The FDIC likewise is tired of watching banks skirt premium assessments by temporarily moving deposits at the end of a quarter.

This foreshadows a switch to a system of averaging rather than using quarter-end totals.

"Increased rates have caused some institutions to take deliberate steps to decrease their assessments by temporarily reducing their deposits at quarter end," the proposal states.

"Fairness may suggest that the assessment base should be defined in terms of averages."

But the FDIC is unlikely to stop there.

The "primary alternatives" the FDIC is considering range from retaining the status quo to completely changing the base by founding it on assets rather than deposits.

The FDIC is insisting that it does not intend to make money off the changes. "It is not the FDIC's intent to change the total dollar amount of assessments collected," the proposal states.

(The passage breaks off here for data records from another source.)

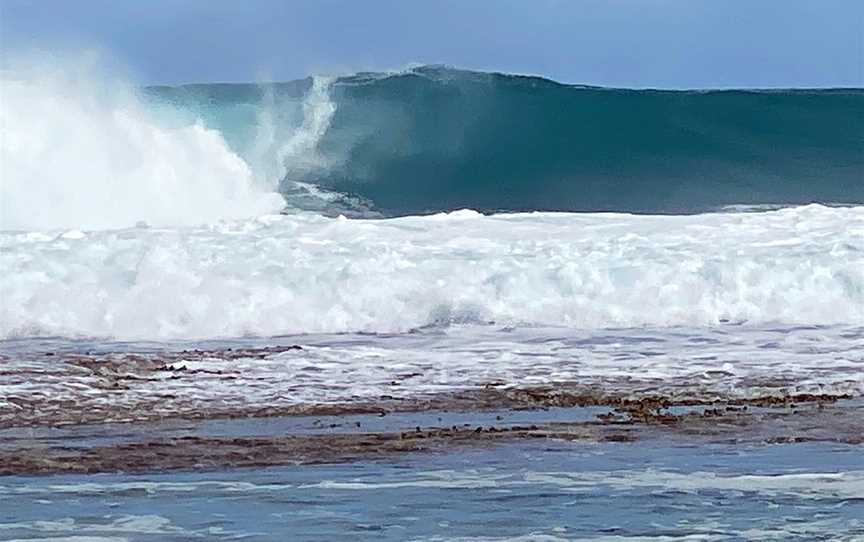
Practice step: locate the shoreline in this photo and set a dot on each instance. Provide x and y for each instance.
(208, 445)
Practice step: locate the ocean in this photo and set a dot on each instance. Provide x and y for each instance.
(431, 304)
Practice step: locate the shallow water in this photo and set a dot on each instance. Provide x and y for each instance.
(559, 490)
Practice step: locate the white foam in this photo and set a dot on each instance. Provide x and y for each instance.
(78, 151)
(303, 273)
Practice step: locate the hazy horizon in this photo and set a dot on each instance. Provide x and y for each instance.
(668, 44)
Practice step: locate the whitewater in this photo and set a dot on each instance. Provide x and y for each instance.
(128, 218)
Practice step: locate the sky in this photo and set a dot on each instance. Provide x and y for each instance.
(624, 43)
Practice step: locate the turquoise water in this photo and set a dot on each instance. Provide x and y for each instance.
(434, 138)
(532, 490)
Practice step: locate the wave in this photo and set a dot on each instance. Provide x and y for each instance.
(80, 150)
(434, 139)
(306, 273)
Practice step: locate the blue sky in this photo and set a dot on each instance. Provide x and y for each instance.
(633, 43)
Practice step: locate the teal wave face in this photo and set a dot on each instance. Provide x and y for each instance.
(435, 139)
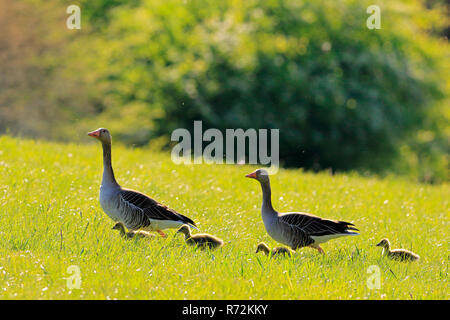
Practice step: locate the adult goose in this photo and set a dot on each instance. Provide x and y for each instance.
(134, 209)
(297, 229)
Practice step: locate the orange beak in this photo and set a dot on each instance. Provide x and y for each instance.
(251, 175)
(94, 134)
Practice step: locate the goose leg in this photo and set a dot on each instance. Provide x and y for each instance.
(317, 247)
(162, 234)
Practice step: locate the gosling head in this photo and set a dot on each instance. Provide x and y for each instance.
(261, 175)
(384, 243)
(101, 134)
(185, 230)
(262, 247)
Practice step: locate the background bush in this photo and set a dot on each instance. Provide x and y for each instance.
(343, 96)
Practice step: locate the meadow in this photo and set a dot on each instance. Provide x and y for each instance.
(50, 219)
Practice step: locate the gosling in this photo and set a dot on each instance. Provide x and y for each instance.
(132, 234)
(397, 254)
(275, 251)
(200, 240)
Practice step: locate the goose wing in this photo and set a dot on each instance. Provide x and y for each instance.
(151, 208)
(314, 226)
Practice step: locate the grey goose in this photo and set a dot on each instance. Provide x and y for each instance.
(297, 229)
(134, 209)
(396, 254)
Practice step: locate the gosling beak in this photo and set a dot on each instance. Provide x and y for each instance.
(94, 134)
(251, 175)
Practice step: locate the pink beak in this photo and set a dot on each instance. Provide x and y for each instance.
(94, 134)
(251, 175)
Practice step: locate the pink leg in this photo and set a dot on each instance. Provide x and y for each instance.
(317, 247)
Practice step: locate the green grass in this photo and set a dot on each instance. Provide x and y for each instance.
(50, 219)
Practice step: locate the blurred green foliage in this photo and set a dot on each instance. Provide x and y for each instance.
(343, 96)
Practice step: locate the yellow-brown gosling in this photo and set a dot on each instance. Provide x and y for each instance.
(131, 234)
(397, 254)
(201, 240)
(275, 251)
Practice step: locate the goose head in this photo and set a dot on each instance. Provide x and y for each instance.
(101, 134)
(119, 226)
(262, 247)
(185, 230)
(384, 243)
(261, 175)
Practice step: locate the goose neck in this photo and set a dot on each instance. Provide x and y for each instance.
(267, 196)
(108, 173)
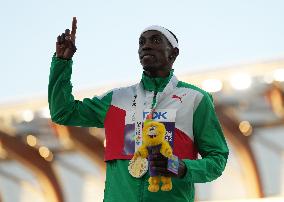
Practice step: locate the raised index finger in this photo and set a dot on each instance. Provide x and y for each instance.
(74, 28)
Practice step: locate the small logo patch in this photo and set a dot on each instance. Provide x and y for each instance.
(178, 97)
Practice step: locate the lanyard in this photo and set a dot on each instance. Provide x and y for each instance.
(139, 109)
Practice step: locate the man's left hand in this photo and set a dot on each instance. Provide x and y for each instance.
(159, 165)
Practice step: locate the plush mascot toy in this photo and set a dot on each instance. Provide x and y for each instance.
(154, 142)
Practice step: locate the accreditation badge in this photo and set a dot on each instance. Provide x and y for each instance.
(138, 167)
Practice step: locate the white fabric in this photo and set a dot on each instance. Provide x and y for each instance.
(165, 32)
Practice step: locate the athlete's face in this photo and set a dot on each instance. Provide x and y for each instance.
(155, 51)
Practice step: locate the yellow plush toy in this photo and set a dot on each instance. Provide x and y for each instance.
(153, 134)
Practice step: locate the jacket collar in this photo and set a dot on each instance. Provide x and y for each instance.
(156, 84)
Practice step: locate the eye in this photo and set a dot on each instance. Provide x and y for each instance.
(141, 42)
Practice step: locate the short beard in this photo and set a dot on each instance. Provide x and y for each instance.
(153, 71)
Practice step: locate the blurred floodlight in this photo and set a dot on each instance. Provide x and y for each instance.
(278, 74)
(31, 140)
(246, 128)
(44, 151)
(212, 85)
(50, 157)
(45, 112)
(240, 81)
(3, 152)
(268, 78)
(28, 115)
(104, 142)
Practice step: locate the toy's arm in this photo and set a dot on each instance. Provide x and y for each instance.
(142, 151)
(166, 149)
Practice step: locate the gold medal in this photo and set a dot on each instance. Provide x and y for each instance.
(137, 168)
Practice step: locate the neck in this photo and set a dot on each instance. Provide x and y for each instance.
(154, 74)
(157, 72)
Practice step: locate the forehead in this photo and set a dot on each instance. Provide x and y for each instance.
(152, 33)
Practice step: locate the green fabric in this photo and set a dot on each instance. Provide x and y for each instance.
(119, 181)
(210, 142)
(91, 113)
(156, 84)
(67, 111)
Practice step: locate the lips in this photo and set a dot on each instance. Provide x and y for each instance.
(152, 135)
(146, 55)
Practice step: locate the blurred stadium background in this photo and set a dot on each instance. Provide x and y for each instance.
(44, 162)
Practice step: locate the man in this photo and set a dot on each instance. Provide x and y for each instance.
(194, 126)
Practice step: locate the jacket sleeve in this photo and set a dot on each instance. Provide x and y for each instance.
(211, 144)
(63, 108)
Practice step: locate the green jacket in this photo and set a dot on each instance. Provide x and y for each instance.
(197, 129)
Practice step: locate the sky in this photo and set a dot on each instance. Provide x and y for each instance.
(211, 34)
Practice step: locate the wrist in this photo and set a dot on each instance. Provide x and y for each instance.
(182, 169)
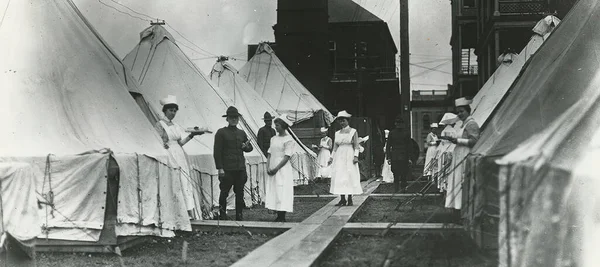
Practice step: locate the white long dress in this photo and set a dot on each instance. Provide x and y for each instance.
(178, 156)
(430, 155)
(345, 176)
(280, 187)
(454, 180)
(445, 151)
(386, 170)
(323, 157)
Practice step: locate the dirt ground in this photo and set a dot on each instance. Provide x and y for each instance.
(204, 249)
(406, 209)
(416, 187)
(407, 250)
(303, 208)
(320, 187)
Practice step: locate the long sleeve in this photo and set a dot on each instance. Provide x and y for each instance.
(472, 132)
(388, 145)
(355, 144)
(161, 131)
(218, 149)
(248, 148)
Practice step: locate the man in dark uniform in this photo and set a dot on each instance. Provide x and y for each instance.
(265, 133)
(399, 150)
(230, 143)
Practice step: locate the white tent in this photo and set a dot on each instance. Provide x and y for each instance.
(274, 82)
(163, 69)
(546, 133)
(494, 89)
(227, 78)
(69, 116)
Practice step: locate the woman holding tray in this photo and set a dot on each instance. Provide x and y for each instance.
(174, 138)
(280, 183)
(345, 176)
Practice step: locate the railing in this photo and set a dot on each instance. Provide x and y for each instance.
(374, 73)
(522, 7)
(469, 70)
(429, 95)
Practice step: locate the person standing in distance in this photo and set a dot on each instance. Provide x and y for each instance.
(398, 150)
(229, 148)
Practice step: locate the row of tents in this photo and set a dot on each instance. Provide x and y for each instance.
(530, 189)
(80, 159)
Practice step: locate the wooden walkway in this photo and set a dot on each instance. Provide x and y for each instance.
(303, 244)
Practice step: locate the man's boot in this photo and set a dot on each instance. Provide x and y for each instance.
(239, 213)
(223, 213)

But the agency admitted "there is a potential for significant change in the assessments paid on an institution-by-institution basis."

How much a particular bank's premium is affected will depend on what changes are made and what types of products and services it offers.

Until 1993, insurance premiums paid by banks were the product of a simple calculation: total domestic deposits, with a few adjustments, multiplied by a flat fee.

In 1993, the agency changed to a risk-based system. A bank's domestic deposits were multiplied by insurance rates that varied from 23 cents per $100 of domestic deposits for the safest banks to 31 cents for the riskiest. Currently, the FDIC does make a couple of adjustments to total domestic deposits. But the agency may eliminate these "float deductions," which allow banks to subtract 16.66% of demand deposits and 1% of time and savings deposits.

Since being established 30 years ago, "there have been dramatic changes in the payments system... that may have caused the current float deductions to become obsolete," the FDIC proposal states.

Ending these deductions would simplify calculation of the assessment base and reduce the industry' s reporting burden, FDIC said.

The FDIC also is considering expanding the base beyond domestic deposits to include other secured liabilities such as secured notes.

Creditors with secured claims are repaid before the FDIC when a bank fails, the agency noted in its proposal, so these liabilities increase the FDIC's loss.

The FDIC also suggested adding foreign deposits to the base, but listed a number of reasons why that would be a bad idea.

FDIC said the argument for assessing foreign deposits was weakened when Congress eliminated the too-big-to-fail policy, which resulted in protection for all depositors of large failed banks.

Foreign deposits are not insured and they are not likely to be reimbursed if a bank fails, the agency explained.

Including foreign deposits also could make it harder for U.S. banks to compete for this money, the FDIC noted. Besides, banks could get around the assessment by converting foreign offices to subsidiary institutions.

That said, the FDIC did propose assessing all liabilitiesdomestic deposits, foreign deposits, and nondeposit liabilities.

"FDIC experience with depository institution failures supports the premise that all types of an institution's liabilities are used to fund the activities that cause depository institution failures and, thereby, produce losses for the FDIC," the proposal said.

The FDIC also proposes narrowing the base to insured deposits, but the agency criticizes this option as posing "significant reporting problems."

The last option listed in the proposal is the most dramatic: substituting assets for deposits in the assessment base.

"Conceptually, an argument can be made for charging premiums against those items which pose a risk of loss to the deposit insurance funds, such as an institution's assets," the proposal reads.

The FDIC said an asset assessment base would be easier to understand, measure, and report. It also would be harder to dodge and be more predictable than deposits, the agency said. "While conceptually appealing, this approach would be a substantial departure from tradition," the FDIC noted, "and there would be no direct relationship between those items assessed and those items insured."

The FDIC is accepting comments on its proposal for the next four months.

If the agency decides to go ahead, it will spell out the exact changes and put that plan out for another round of public comments.